The Coming of Light

Excerpts from Laurence Freeman OSB, presentation to the Australian National Conference, October 2019, noted in Meditatio Newsletter January 2020, p. 10.

Excerpts from Laurence Freeman OSB, presentation to the Australian National Conference, October 2019, noted in Meditatio Newsletter January 2020, p. 10. 

We are all well aware of the problems that we face at this point in human evolution… how un-unified we are, how far away we are collectively from the truth of our human nature that Jesus reveals… that we are essentially one. [How] very challenging it is to believe at this time in the oneness of human nature and the possibility that human beings can love, forgive, can be just, can refrain from violence. It is very hard to believe in the divine nature and potential of humanity when we see how we behave and the failures of the leaders that we frighteningly sometime seem to deserve… and [when] so many of the  structures that we felt secure in, politically, religiously and economically, are dissolving and collapsing around us. [ . . . .]

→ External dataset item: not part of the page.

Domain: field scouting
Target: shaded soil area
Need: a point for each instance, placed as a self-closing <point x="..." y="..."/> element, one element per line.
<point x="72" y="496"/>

Division destroys unity because, as the word suggests, it is diabolical, it splits. The intention to divide and conquer, the political game that unscrupulous people play, cannot be of God… because God is one. God is not fragmented into a pantheon of little gods, competing with each other as projections of our own imagination and desires and fears. The three great sister religions, for all their differences and conflicts, have understood… and grow out of the same insight into human and divine nature, that God is one. The deep unity of the human being comes from God within us, St Paul says, and discovering this oneness within ourselves, within our nature… is the only way we can heal the wounds of violence and division. 

Meditation is the work of discovering this unity within us and among us . . .The most important thing we must remember in the challenges of this time is the unity that we share—the great mystery of humanity—despite our racial, cultural and religious diversity. We can’t know it from the outside. Knowing it means we must enter into a silence in which the dualistic mind is left behind. Contemplative consciousness is not dogma, nor does it arise from analytical thinking, but from the experience of oneness itself, which is very simply the experience we allow ourselves to taste in meditation. 

After Meditation, “The Coming of Light” by Mark Strand in COLLECTED POEMS (New York: Knoph, 2014), p. 183

Even this late it happens:
the coming of love, the coming of light.
You wake and the candles are lit as if by themselves,
stars gather, dreams pour into your pillows,
sending up warm bouquets of air.
Even this late the bones of the body shine
and tomorrow’s dust flares into breath.